„Wieder Wind in den Segeln“
Wohin steuert Europa? Kommissionspräsident Jean-Claude Juncker gab bei seiner Rede im Europaparlament eine eindeutige Richtung vor: hin zu einer geeinten Union.
In EU-Kreisen ist es ein großer Moment: die Rede von Kommissionspräsident Jean-Claude Juncker, jedes Jahr Anfang September im Europaparlament in Straßburg. Auf EU-nahen Websites lief seit Tagen ein Countdown zur SOTEU – wie die Rede zur Lage der Union angelehnt an die „State of the Union“-Rede des US-Präsidenten im abkürzungsverliebten Brüssel heißt. Sie soll die großen Linien für die Arbeit des nächsten Jahres und darüber hinaus vorzeichnen.

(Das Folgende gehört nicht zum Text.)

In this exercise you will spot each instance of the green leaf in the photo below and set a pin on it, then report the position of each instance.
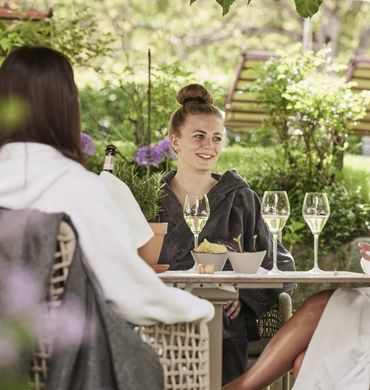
(307, 8)
(225, 4)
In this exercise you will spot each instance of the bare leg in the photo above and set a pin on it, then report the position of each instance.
(289, 342)
(297, 364)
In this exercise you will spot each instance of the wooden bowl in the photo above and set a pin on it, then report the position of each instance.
(158, 268)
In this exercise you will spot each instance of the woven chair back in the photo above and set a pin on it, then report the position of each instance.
(183, 350)
(42, 352)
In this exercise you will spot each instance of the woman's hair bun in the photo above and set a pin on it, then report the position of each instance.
(194, 93)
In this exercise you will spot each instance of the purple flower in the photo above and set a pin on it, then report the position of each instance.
(149, 155)
(87, 144)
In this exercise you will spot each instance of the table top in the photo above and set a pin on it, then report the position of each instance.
(231, 277)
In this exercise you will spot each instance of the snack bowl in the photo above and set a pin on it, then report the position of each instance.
(218, 259)
(246, 262)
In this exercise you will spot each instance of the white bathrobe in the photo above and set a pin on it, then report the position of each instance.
(37, 176)
(338, 356)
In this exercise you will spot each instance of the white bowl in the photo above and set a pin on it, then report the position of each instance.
(218, 259)
(246, 262)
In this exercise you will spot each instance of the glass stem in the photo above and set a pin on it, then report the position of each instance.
(196, 236)
(274, 252)
(315, 251)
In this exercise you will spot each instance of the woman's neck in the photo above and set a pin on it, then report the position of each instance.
(193, 182)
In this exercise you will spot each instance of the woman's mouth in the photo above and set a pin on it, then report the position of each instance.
(205, 156)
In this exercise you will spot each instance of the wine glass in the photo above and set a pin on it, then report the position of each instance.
(316, 211)
(196, 213)
(275, 211)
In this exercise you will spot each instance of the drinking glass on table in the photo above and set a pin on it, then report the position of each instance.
(275, 210)
(316, 211)
(196, 213)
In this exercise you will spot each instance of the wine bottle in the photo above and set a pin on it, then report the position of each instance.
(110, 158)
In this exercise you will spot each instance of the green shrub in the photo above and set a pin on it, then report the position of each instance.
(266, 169)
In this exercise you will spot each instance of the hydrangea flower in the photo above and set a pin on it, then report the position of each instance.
(165, 146)
(87, 144)
(153, 155)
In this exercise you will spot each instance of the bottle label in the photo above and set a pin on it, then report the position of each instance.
(109, 163)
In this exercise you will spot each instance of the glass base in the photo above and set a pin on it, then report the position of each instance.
(275, 271)
(316, 270)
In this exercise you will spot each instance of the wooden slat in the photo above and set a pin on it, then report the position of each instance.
(243, 112)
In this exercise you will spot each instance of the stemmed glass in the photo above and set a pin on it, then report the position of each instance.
(196, 213)
(316, 211)
(275, 211)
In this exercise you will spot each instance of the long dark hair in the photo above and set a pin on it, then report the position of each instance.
(42, 80)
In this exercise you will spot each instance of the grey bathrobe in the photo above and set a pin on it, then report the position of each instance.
(235, 209)
(113, 357)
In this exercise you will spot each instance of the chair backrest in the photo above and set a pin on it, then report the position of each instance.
(66, 245)
(183, 350)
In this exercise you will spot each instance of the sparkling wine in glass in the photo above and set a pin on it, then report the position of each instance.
(196, 213)
(275, 211)
(316, 211)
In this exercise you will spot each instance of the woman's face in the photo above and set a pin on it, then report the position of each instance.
(200, 142)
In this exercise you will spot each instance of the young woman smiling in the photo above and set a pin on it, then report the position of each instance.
(196, 131)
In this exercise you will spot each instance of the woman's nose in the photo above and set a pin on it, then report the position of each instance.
(207, 142)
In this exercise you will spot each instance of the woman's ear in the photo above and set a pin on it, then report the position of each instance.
(174, 143)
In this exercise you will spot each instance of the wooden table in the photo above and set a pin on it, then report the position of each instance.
(223, 286)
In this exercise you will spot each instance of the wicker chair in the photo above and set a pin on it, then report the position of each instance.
(183, 348)
(183, 351)
(66, 245)
(268, 325)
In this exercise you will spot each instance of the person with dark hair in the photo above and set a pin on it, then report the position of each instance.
(197, 135)
(42, 168)
(326, 343)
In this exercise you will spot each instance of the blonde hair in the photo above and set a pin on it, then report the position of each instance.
(194, 100)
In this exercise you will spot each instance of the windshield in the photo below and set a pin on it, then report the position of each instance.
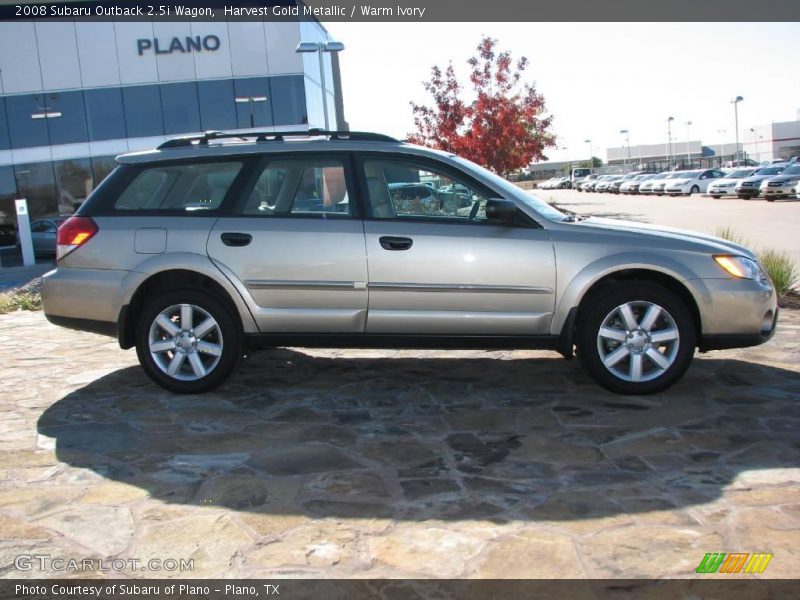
(540, 206)
(739, 173)
(769, 171)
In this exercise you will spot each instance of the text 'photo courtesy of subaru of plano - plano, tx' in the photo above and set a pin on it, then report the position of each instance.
(209, 246)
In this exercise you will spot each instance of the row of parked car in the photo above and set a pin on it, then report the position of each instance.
(777, 180)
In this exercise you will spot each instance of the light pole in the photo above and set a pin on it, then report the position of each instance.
(591, 159)
(688, 154)
(251, 100)
(628, 142)
(757, 141)
(735, 103)
(669, 140)
(319, 48)
(721, 132)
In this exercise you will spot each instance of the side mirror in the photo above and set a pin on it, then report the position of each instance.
(500, 210)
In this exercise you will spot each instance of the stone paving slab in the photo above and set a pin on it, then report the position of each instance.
(365, 463)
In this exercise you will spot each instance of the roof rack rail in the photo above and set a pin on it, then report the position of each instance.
(277, 136)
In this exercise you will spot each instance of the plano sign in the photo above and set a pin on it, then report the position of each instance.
(184, 45)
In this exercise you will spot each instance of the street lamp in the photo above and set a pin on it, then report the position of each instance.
(721, 132)
(591, 159)
(735, 103)
(688, 154)
(319, 48)
(669, 139)
(628, 142)
(251, 100)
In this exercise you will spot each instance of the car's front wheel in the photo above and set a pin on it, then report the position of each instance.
(636, 338)
(187, 341)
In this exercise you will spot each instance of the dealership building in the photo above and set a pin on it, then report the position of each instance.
(75, 94)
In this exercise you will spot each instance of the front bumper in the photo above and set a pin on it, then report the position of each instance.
(735, 313)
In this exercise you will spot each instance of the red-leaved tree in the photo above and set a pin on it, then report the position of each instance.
(504, 128)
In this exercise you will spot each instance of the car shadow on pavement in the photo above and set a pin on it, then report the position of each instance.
(509, 437)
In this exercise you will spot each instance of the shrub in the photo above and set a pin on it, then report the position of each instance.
(730, 234)
(20, 300)
(781, 269)
(779, 265)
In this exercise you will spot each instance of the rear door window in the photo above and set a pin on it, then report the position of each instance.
(308, 186)
(189, 187)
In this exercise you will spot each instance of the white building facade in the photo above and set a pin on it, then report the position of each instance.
(74, 94)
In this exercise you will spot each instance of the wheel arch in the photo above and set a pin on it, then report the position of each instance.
(169, 279)
(592, 281)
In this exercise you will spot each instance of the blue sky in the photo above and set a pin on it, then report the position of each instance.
(597, 78)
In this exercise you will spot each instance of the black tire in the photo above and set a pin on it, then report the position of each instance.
(231, 340)
(602, 304)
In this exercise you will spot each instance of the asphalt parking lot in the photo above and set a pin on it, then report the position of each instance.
(395, 464)
(763, 223)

Juncker hat die EU-Abgeordneten und Beobachter am Mittwoch nicht enttäuscht. „Wir haben wieder Wind in den Segeln“, sagte der Kommissionspräsident zu Beginn seiner mehr als einstündigen, mehrfach von Applaus unterbrochenen Rede, in Abschnitten in Englisch, Französisch und Deutsch.
Konkret schlägt die Kommission neue Regeln zur Abwehr ausländischer Übernahmen in strategischer Infrastruktur vor und will Handelsabkommen (darunter mit Australien und Neuseeland) wieder auf Waren und Dienstleistungen beschränken. Zudem sind die Gründung einer EU-Arbeitsschutzbehörde und einer Agentur für Cybersicherheit geplant. In Sachen illegale Migration soll – nach der Eindämmung der Ankünfte – die Rückkehr derer, die kein Asylrecht haben, forciert werden. Juncker lobte Italien für seinen unermüdlichen Einsatz. „Italien rettet im Mittelmeer die Ehre der EU“, sagte er. „Europa ist und bleibt der Kontinent der Solidarität, auf dem jene Schutz finden, die vor Verfolgung geflohen sind.“
Für die weitere Zukunft will Juncker die EU stärker einen und vor allem die Bruchlinie zwischen den alten EU-Ländern und den ehemaligen Ostblockstaaten, kitten. „Europa muss mit beiden Lungenflügeln atmen, mit dem östlichen und dem westlichen. Ansonsten gerät unser Kontinent in Atemnot“, sagte früherer Luxemburger Premierund Finanzminister, der auch Vorsitzender der Eurogruppe war. Auf die jüngsten Konflikte der Kommission mit Warschau und Budapest ging er nicht konkret ein, erinnerte aber daran, dass „Rechtsstaatlichkeit in der EU keine Option ist. Sie ist Pflicht. Unsere Union ist kein Staat, aber sie ist ein Rechtsstaat“, betonte der Kommissionspräsident.
Nur kurz behandelte Juncker am Ende seiner Rede auf den Brexit. „Wir werden das immer bedauern – und Sie werden das auch schon bald bedauern“, sagte er in Richtung der antieuropäischen britischen Abgeordneten im Saal.
Die übrigen 27 EU-Länder sollten nach Junckers Ansicht allesamt den Euro einführen und dem Schengenraum und der Bankenunion beitreten. Die „stärkere, mehr geeinte und demokratischere Union“, die Juncker vorschwebt, soll Mindestsozialstandards haben und offen bleiben für die Länder des Westbalkans. Einen Beitritt der Türkei schloss Juncker „auf absehbare Zeit“aus. „Die Türkei entfernt sich seit geraumer Zeit mit Riesenschritten von der Europäischen Union.“
Umstritten sind weitere Vorstellungen des Kommissionschefs: ein EU-Finanzminister, der Währungskommissar und Eurogruppen-Vorsitzender zugleich wäre, und ein gemeinsamer Präsident für Kommission und EU-Rat. „Europa wäre leichter zu verstehen, wenn ein einziger Kapitän am Steuer wäre“, so Juncker. Dazu wäre aber eine Änderung der EU-Verträge nötig.
Per einstimmigem Beschluss sollten die EU-Länder allerdings in Steuerfragen und Außenpolitik Mehrheitsentscheidungen zulassen. Europa müsse schneller und effizienter werden, forderte Juncker, dessen Schlussstatement unüblich kurz ausfiel, weil ihn ein heftiger Ischiasschmerz plagte.